An OpenCL application is split into host code and device kernel code. Host code is typically written using a general programming language such as C or C++ and compiled by a conventional compiler for execution on the host CPU. OpenCL bindings for other languages are also available, such as Python.
Device kernels that are written in OpenCL C, which is based on C99, can be ingested and compiled by the OpenCL driver during execution of an application using runtime OpenCL API calls. This is called online compilation and is supported by all OpenCL drivers. OpenCL C is a subset of ISO C99 with language extensions for parallelism, well-defined numerical accuracy (IEEE 754 rounding with specified max error) and a rich set of built-in functions including cross, dot, sin, cos, pow, log etc.
Traditional Versus OpenCL Programming Using OpenCL C Kernels
The OpenCL specification also enables optional offline compilation where the kernel program is pre-compiled into a binary format that a particular driver can ingest. Offline compilation can add significant value to developers by:
- Speeding OpenCL application execution by eliminating or minimizing kernel code compilation time.
- Leveraging alternative kernel languages and tools to produce executable binaries.
There are two offline compilation approaches:
- Kernels that are compiled online by the driver can be retrieved by the application using the
clGetProgramInfo
call. Those cached, device-specific, kernels can then be later reloaded for execution on the same device instead of re-compiling those kernels from the source code. - Offline compilers can be invoked independently before the OpenCL application executes to generate binaries to load and run on the device during application execution.
Online Versus Offline Compilation of Kernels
Early OpenCL implementations primarily used proprietary binary formats and caching of driver-compiled binaries to achieve offline compilation. However, the binaries created by the compiler in a specific device driver are not portable to other devices, and so applications using cached binaries lost the portbility to any device that is possible through online compilation of OpenCL C. To solve this portability problem, and to enable a richer language and compiler ecosystem, Khronos has defined a cross-vendor, portable intermediate program representation called SPIR-V. An increasing number of OpenCL implementations are supporting ingestion of offline-compiled kernel programs in the SPIR-V format.
SPIR-V enables independent innovation by the compiler and silicon communities. Compiler front ends that generate SPIR-V kernels that can be ingested and executed by any OpenCL driver that understands the SPIR-V format. For example the C++ for OpenCL open source front-end and compilers for SYCL can generate SPIR-V code. Both languages bring C++ functionality to programming OpenCL. While C++ for OpenCL allows using C++ features in the traditional OpenCL kernel code, SYCL provides single-source C++ solution both for the host code and the kernel code. There is also ongoing work on providing SPIR-V support in non C/C++-based languages e.g. Julia.

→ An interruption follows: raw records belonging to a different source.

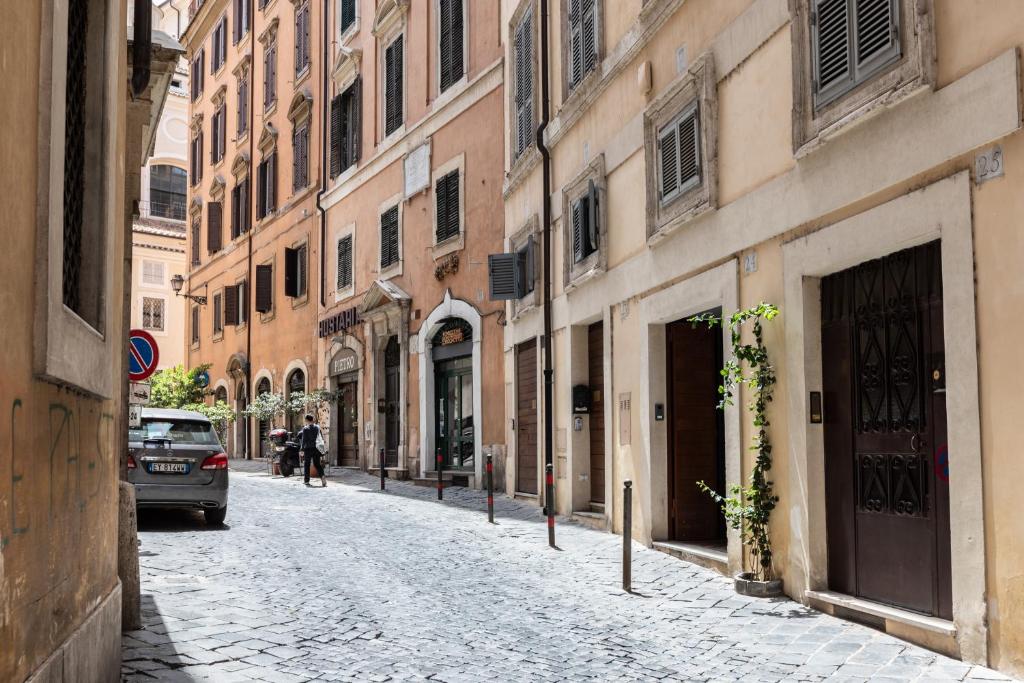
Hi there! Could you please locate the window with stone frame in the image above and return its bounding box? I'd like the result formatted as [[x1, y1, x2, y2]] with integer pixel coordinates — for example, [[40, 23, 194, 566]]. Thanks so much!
[[437, 0, 466, 92], [562, 155, 608, 286], [790, 0, 935, 156], [511, 6, 536, 161], [644, 52, 718, 240], [142, 297, 166, 332]]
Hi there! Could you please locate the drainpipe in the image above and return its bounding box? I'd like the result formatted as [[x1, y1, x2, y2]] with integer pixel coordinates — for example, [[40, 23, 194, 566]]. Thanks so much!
[[537, 0, 555, 548], [316, 0, 331, 308], [245, 0, 259, 460]]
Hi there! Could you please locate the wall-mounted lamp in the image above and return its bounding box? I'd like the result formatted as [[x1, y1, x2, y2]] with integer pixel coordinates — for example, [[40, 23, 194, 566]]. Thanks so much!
[[171, 273, 206, 306]]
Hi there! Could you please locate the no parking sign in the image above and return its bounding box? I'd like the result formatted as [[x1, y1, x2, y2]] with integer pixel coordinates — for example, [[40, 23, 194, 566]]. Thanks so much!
[[128, 330, 160, 382]]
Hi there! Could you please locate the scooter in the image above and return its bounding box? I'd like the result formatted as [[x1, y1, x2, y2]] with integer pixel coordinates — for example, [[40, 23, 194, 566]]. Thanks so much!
[[267, 429, 302, 477]]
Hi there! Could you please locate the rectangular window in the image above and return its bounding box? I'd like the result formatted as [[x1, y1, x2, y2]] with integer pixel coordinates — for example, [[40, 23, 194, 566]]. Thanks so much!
[[232, 0, 249, 44], [256, 263, 273, 313], [285, 244, 308, 299], [337, 234, 352, 291], [189, 127, 203, 187], [338, 0, 355, 33], [236, 69, 249, 137], [210, 16, 227, 74], [512, 11, 534, 159], [189, 214, 201, 267], [206, 202, 224, 254], [142, 297, 164, 332], [256, 152, 278, 220], [437, 0, 464, 92], [210, 104, 227, 165], [331, 77, 362, 178], [434, 169, 461, 244], [811, 0, 900, 109], [384, 36, 404, 135], [381, 206, 399, 270], [292, 119, 309, 193], [231, 176, 250, 240], [189, 48, 206, 101], [142, 261, 164, 287], [657, 102, 700, 204], [571, 181, 600, 263], [213, 292, 224, 335], [263, 43, 278, 110], [295, 2, 309, 76], [566, 0, 597, 90]]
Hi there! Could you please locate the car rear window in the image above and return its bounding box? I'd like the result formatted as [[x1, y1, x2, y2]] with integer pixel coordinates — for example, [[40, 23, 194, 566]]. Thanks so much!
[[128, 419, 220, 445]]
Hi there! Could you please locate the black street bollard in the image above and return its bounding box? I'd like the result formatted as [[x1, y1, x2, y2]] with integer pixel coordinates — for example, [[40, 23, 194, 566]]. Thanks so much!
[[487, 456, 495, 524], [623, 479, 633, 593], [437, 449, 444, 501], [544, 464, 555, 548]]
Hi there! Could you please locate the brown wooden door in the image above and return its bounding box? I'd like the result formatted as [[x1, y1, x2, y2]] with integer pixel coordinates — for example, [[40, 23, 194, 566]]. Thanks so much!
[[515, 339, 538, 494], [338, 382, 359, 467], [821, 242, 952, 618], [666, 321, 725, 542], [587, 323, 605, 503]]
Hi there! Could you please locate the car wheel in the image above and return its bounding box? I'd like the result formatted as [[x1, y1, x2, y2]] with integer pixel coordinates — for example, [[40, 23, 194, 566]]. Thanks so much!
[[203, 505, 227, 526]]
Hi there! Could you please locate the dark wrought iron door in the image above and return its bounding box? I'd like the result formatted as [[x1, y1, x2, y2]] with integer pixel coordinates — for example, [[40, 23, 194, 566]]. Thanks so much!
[[384, 336, 401, 467], [821, 243, 952, 618]]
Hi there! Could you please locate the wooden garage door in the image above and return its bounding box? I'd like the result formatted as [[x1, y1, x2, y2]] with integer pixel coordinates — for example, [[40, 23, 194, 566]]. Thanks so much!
[[515, 339, 538, 495]]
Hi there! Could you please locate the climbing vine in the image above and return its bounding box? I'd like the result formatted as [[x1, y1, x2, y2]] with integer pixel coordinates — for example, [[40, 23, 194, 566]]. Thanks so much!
[[690, 302, 778, 581]]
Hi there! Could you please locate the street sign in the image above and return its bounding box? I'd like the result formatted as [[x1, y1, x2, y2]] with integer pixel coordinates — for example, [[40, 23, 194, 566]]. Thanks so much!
[[128, 382, 150, 405], [128, 330, 160, 382]]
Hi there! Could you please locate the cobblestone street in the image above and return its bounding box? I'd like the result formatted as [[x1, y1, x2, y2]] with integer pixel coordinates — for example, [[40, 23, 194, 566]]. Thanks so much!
[[123, 463, 1007, 683]]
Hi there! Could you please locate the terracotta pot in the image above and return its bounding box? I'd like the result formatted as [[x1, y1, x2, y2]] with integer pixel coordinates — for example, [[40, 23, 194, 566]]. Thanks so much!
[[733, 571, 782, 598]]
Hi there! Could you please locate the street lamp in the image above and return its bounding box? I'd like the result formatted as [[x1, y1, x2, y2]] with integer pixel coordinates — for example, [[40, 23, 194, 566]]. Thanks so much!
[[171, 273, 206, 306]]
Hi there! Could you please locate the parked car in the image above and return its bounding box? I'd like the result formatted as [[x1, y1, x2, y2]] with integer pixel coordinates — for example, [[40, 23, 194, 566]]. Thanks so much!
[[128, 408, 227, 526]]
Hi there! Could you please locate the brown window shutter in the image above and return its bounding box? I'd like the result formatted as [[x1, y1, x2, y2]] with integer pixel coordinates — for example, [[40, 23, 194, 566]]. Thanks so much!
[[224, 285, 239, 325], [256, 264, 273, 313], [206, 202, 223, 254]]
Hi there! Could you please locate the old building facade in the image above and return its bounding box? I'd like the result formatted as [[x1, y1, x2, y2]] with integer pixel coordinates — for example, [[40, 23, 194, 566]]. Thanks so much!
[[182, 0, 324, 458], [317, 0, 504, 486], [499, 0, 1024, 674]]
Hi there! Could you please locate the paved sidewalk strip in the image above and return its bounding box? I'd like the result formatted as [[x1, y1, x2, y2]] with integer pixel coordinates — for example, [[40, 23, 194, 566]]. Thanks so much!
[[123, 461, 1008, 683]]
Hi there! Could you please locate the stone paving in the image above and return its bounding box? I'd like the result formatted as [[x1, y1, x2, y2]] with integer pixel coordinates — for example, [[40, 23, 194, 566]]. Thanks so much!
[[123, 461, 1008, 683]]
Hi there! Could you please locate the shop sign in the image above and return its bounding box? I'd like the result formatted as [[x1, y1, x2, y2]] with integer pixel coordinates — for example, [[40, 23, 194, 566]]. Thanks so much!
[[319, 306, 359, 339]]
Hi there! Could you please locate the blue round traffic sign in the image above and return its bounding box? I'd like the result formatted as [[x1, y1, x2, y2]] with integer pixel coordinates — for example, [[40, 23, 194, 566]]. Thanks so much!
[[128, 330, 160, 382]]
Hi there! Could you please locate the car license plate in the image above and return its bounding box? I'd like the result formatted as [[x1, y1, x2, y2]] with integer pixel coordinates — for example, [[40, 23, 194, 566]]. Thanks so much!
[[150, 463, 188, 474]]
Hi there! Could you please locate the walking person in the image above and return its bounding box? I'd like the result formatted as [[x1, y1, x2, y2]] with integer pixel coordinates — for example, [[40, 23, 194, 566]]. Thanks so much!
[[298, 415, 327, 487]]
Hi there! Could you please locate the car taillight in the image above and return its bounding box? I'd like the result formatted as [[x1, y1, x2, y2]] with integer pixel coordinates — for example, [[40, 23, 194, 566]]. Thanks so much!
[[200, 453, 227, 470]]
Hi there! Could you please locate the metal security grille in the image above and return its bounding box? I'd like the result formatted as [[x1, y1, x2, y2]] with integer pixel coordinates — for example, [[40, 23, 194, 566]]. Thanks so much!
[[63, 0, 89, 312]]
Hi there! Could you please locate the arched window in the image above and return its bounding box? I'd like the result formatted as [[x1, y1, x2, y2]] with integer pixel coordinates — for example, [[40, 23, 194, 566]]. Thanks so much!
[[150, 164, 187, 220]]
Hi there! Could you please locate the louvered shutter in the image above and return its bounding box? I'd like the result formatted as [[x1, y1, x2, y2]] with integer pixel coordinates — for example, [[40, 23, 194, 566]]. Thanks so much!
[[224, 285, 239, 325], [256, 264, 273, 313], [206, 202, 223, 254], [331, 94, 345, 178], [285, 247, 299, 298], [487, 253, 520, 301], [679, 108, 700, 190], [338, 234, 352, 290]]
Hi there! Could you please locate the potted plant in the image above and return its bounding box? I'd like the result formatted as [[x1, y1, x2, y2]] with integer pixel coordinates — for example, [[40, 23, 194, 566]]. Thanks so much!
[[690, 302, 782, 597]]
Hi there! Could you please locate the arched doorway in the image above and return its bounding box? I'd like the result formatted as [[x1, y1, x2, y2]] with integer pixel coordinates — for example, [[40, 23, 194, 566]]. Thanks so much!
[[285, 368, 306, 432], [431, 317, 476, 471], [256, 377, 270, 458], [234, 382, 249, 458]]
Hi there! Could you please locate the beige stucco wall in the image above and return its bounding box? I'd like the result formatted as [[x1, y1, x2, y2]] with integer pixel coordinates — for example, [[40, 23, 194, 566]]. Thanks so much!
[[503, 0, 1024, 675], [0, 0, 128, 681]]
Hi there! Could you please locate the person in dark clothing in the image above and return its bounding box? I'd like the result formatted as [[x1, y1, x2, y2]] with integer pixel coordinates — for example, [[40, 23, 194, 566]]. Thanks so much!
[[297, 415, 327, 486]]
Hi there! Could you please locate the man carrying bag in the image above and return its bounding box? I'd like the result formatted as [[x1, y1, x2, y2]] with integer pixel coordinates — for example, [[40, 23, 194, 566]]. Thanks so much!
[[298, 415, 327, 487]]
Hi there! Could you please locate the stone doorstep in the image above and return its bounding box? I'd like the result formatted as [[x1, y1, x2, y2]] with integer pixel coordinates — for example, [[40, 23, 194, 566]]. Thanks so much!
[[652, 541, 729, 577]]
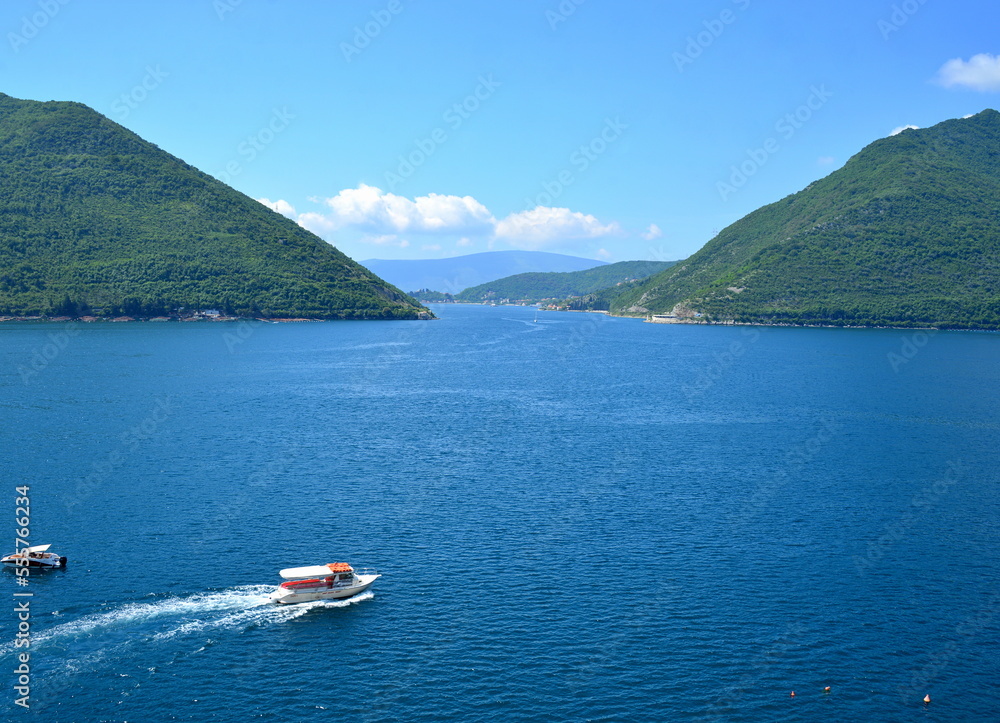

SPIR-V also enables OpenCL kernels written in OpenCL C and C++ for OpenCL to be executed by runtimes other than OpenCL, providing more deployment flexibility for developers that have invested in OpenCL kernel programming. For example, the Google clspv open source compiler can generate Vulkan SPIR-V shaders from OpenCL C kernel source code, Microsoft is working on a compiler chain that can ingest OpenCL SPIR_V kernels into DX12, and there is early work on using SPIR-V tools such as SPIRV-Cross to bring OpenCL SPIR-V kernels into Metal for execution on Apple platforms.
This diverse OpenCL language ecosystem in turn gives a rich choice to domain specific languages, such as the Halide image processing framework, that can compile to OpenCL C kernels either using source-to-source translations or generating SPIR-V.